Sun 07 Aug, 2011 6:00 pm
Sun 07 Aug, 2011 6:32 pm
R Caffin's Website wrote:Tent Pole Attachment to Fly
I have listed the method of attaching the pole to the fly as a serious design issue, and this needs some explanation. You can put the poles into sleeves in the roof of the tent (the fly), or you can have the poles essentially free-standing. In the latter case the inner tent usually hangs from the poles by hooks, and the fly is thrown over the poles. The free-standing design sounds great and is used in lots of American tents, but it is a disaster in bad weather. If there is a strong wind the poles can slide around, twist into unintended serpentine shapes and let the tent collapse. That is, provided you were able to get the tent up in the first place. But in pouring rain this overall design excels as a rainwater tank. There you are with the inner tent spread out in the pouring rain while you put the poles into place. Only after the inner tent is at least partly up can you put the fly over it all. Now you get to bale the water out of the groundsheet. This design is suitable for some areas in America where they KNOW it is not going to rain for 6 months of the year; it is not suitable for the east coast of Australia.

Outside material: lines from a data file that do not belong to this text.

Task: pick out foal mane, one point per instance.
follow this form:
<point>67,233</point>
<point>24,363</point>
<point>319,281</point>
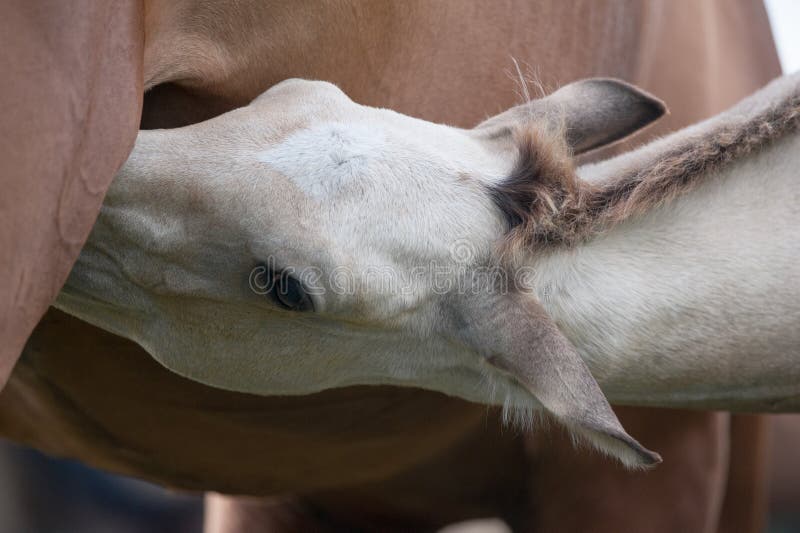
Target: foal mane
<point>544,202</point>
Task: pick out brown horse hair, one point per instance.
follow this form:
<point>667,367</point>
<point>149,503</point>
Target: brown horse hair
<point>545,203</point>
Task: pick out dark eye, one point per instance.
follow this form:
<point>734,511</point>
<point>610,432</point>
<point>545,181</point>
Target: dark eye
<point>289,293</point>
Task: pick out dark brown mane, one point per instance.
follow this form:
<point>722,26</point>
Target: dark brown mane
<point>544,202</point>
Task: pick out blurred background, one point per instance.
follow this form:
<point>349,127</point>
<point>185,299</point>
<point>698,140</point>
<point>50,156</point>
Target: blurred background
<point>40,494</point>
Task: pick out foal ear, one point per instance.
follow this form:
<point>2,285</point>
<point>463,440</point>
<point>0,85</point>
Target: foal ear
<point>593,113</point>
<point>517,337</point>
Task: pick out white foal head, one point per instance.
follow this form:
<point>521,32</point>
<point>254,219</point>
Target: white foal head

However, if the poles go in sleeves in the fly all these problems are solved. The poles cannot move with respect to the fly, so the whole tent is far more stable. And you pitch the tent by spreading the whole unit out in one piece, even if it is pouring rain. After all, if the fly is on top, who cares if it gets wet? It is meant for this. Once the tent goes up the water runs off the fly, and the inner tent and groundsheet can be still quite dry.
The poles have to be anchored at the ends. This is normally done by having a 'pole foot' at each end, and this pole foot normally goes into an eyelet which is attached, somehow, to the groundsheet. You sit on the groundsheet, that keeps the poles in place, and that keeps the roof in place. You add guy ropes to stop the poles from moving too much, and to keep the poles down when you are not in the tent (and there is a howling gale blowing). A gross over-simplification of the whole matter, but never mind. It is also normal to tie the edge of the fly down at the pole foot too. Some use adjustable webbing for this; I use bungee cord. Both work fine, but the bungee cord makes it much easier to get the pole foot into the eyelets. If you want the lower edge to be very close to the ground for a snow tent, then you may have to do something different. Ideas for this are being tested.